Question

If $\sin x+\sin y=3\left( \cos y-\cos x \right)$, then the value of $\dfrac{\sin 3x}{\sin 3y}$
A. $1$
B. $-1$
C. $0$
D. None of these

Answer 1

In this problem we need to calculate the value of $\dfrac{\sin 3x}{\sin 3y}$ where we have given $\sin x+\sin y=3\left( \cos y-\cos x \right)$. Consider the given equation and rearrange the terms such that all the $x$ terms are at one place and all the $y$ terms are at one place. Now multiply the equation with a constant and use the trigonometric formulas $\sin \left( A+B \right)=\sin A\cos B+\sin B\cos A$, $\sin \left( A-B \right)=\sin A\cos B-\cos A\sin B$. On equating the equation, the trigonometric ratio $\sin$ is cancelled and we will get only angles. From this equation we can find the relation between the terms $x$ and $y$. Now use the obtained relation to calculate the required value.

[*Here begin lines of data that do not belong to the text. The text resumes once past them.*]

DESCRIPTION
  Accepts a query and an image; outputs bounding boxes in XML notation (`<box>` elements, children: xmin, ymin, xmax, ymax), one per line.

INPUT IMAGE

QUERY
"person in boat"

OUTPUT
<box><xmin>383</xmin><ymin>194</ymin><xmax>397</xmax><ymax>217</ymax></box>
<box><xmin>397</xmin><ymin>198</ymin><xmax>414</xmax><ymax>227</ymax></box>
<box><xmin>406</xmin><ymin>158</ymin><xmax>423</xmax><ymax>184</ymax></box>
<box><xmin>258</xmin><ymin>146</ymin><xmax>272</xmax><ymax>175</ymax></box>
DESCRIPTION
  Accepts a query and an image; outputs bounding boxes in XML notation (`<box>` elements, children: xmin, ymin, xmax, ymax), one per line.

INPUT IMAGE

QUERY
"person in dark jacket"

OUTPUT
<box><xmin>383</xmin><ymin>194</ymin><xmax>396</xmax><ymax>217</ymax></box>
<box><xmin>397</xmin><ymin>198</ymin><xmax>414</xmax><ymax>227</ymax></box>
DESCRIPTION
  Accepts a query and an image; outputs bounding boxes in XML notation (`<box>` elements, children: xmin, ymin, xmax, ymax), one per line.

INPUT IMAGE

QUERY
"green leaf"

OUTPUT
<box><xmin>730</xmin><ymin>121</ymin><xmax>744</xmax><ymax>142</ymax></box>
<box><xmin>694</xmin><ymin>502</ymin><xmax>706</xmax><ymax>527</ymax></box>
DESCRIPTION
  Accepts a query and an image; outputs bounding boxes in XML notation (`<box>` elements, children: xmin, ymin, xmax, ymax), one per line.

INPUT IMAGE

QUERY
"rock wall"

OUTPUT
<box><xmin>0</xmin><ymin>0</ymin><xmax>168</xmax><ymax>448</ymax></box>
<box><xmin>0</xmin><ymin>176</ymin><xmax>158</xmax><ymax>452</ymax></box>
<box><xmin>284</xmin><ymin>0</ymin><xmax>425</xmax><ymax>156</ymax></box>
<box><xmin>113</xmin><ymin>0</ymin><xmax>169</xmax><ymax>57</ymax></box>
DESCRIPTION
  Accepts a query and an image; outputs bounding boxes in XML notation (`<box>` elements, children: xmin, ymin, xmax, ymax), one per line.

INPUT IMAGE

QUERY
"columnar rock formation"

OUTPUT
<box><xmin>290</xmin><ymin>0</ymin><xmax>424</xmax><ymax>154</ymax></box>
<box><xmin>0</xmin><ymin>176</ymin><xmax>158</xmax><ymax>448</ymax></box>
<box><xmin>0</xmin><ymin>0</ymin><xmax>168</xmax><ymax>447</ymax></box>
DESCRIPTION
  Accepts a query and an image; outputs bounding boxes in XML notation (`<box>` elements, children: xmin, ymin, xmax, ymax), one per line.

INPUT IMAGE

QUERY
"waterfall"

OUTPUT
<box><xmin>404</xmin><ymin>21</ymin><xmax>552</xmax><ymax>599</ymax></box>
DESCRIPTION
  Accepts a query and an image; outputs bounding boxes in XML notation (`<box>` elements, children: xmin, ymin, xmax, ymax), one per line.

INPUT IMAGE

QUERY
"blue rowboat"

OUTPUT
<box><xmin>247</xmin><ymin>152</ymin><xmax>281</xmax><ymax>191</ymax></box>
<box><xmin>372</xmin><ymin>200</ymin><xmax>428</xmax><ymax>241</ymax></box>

Complete step by step answer:
Given that, $\sin x+\sin y=3\left( \cos y-\cos x \right)$
Apply distribution law of multiplication on the left-hand side of the above equation, then we will get
$\sin x+\sin y=3\cos y-3\cos x$
Rearrange the terms in the above equation so that all the $x$ terms are at one place and all the $y$ terms are at one place, then we will have
$\sin x+3\cos x=-\sin y+3\cos y$
Multiply the above equation with a constant $\dfrac{1}{\sqrt{{{1}^{2}}+{{3}^{2}}}}=\dfrac{1}{\sqrt{10}}$, then we will get
$\dfrac{1}{\sqrt{10}}\sin x+\dfrac{3}{\sqrt{10}}\cos x=-\dfrac{1}{\sqrt{10}}\sin y+\dfrac{3}{\sqrt{10}}\cos y$
Let us assume that $\sin \alpha =\dfrac{3}{\sqrt{10}}$, $\cos \alpha =\dfrac{1}{\sqrt{10}}$. Substituting these values in the above equation, then we will have
$\begin{aligned} & \cos \alpha \sin x+\sin \alpha \cos x=-\cos \alpha \sin y+\sin \alpha \cos y \\\ & \Rightarrow \sin x\cos \alpha +\sin \alpha \cos x=\sin \alpha \cos y-\cos \alpha \sin y \\\ \end{aligned}$
Apply the trigonometric formulas $\sin \left( A+B \right)=\sin A\cos B+\sin B\cos A$, $\sin \left( A-B \right)=\sin A\cos B-\cos A\sin B$ in the above equation, then we will get
$\sin \left( x+\alpha \right)=\sin \left( \alpha -y \right)$
Equating on both sides of the above equation, then we will get
$x+\alpha =\alpha -y$
Cancelling the $\alpha$ which is on both sides of the above equation, then we will have
$x=-y$
Now considering the value $\dfrac{\sin 3x}{\sin 3y}$. Substituting $x=-y$ in the above value, then we will get
$\dfrac{\sin 3x}{\sin 3y}=\dfrac{\sin 3\left( -y \right)}{\sin 3y}$
We have the trigonometric formula $\sin \left( -\theta \right)=-\sin \theta$, applying this formula in the above equation, then we will have
$\begin{aligned} & \dfrac{\sin 3x}{\sin 3y}=\dfrac{-\sin 3y}{\sin 3y} \\\ & \therefore \dfrac{\sin 3x}{\sin 3y}=-1 \\\ \end{aligned}$

So, the correct answer is “Option B”.

Note: In this problem we have only trigonometric ratio $\sin$, so we have used the formulas $\sin \left( A+B \right)=\sin A\cos B+\sin B\cos A$, $\sin \left( A-B \right)=\sin A\cos B-\cos A\sin B$ and $\sin \left( -\theta \right)=-\sin \theta$. This type of problems may also come with the trigonometric ratio $\cos$, then we need to use the formulas $\cos \left( A+B \right)=\cos A\cos B-\sin A\sin B$, $\cos \left( A-B \right)=\cos A\cos B+\sin A\sin B$, $\cos \left( -\theta \right)=\cos \theta$.